In this embodiment, all the feature points in the target image and the preset standard image may be obtained by using an ORB feature algorithm.
S302: image descriptor matching: and matching the characteristic points in the preset standard image and the target image by adopting a minimum distance algorithm.
In this embodiment, descriptor matching may be performed on the features of the target image and the preset standard image according to the formula of the minimum distance algorithm.
S303: finding a single mapping matrix: and determining a single mapping matrix between the preset standard image and the target image according to the matched characteristic points, and adjusting the target image shot from different visual angles to the angle of the same visual angle as the preset standard image by using the single mapping matrix.

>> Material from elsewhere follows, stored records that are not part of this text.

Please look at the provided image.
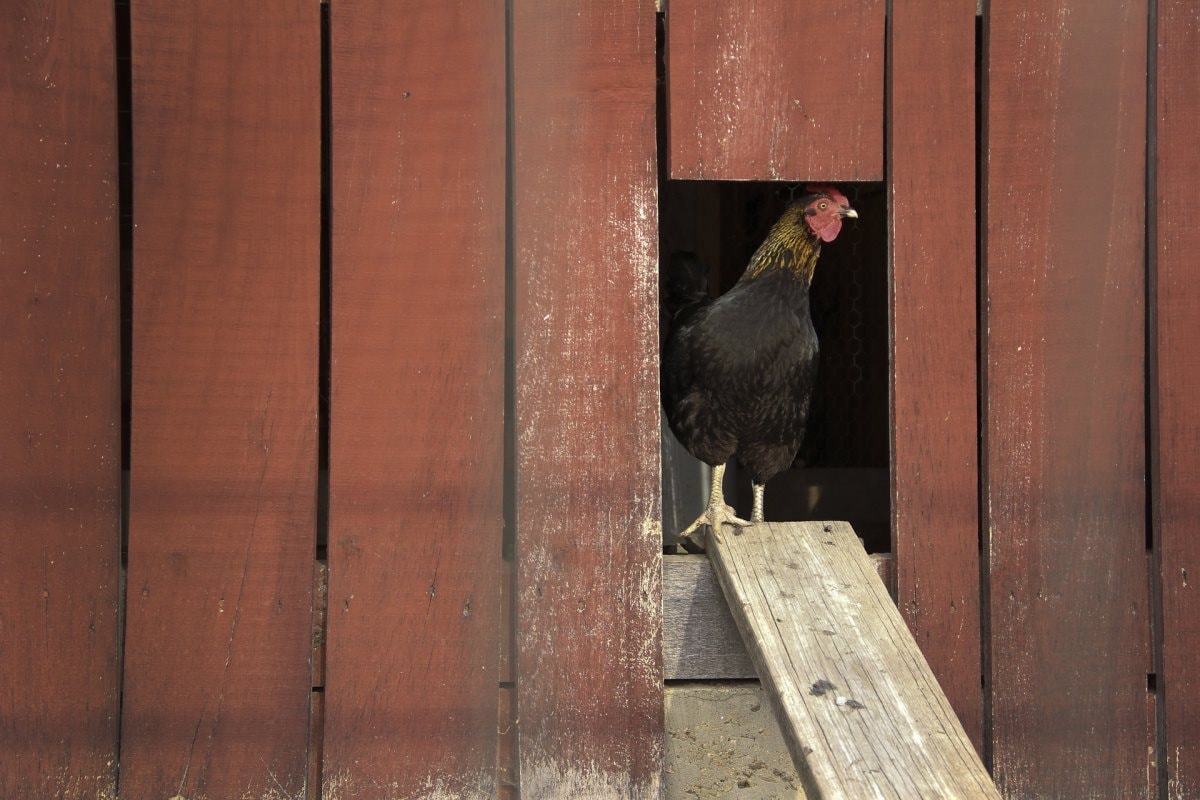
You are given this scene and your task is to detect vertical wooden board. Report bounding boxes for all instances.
[888,0,983,752]
[666,0,884,181]
[511,0,662,800]
[324,0,505,800]
[1151,0,1200,799]
[0,1,121,800]
[984,0,1153,799]
[120,0,320,800]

In this embodiment, a single mapping matrix between the target image and the preset standard image is found according to the matched feature points, and the target image captured from different viewing angles is adjusted to have the same viewing angle as the preset standard image by using the single mapping matrix.
S304: acquiring coordinates of four corner points of a target image: and determining four corner coordinates in the target image according to the single mapping matrix and the four corner coordinates of the position to be detected in the preset standard image.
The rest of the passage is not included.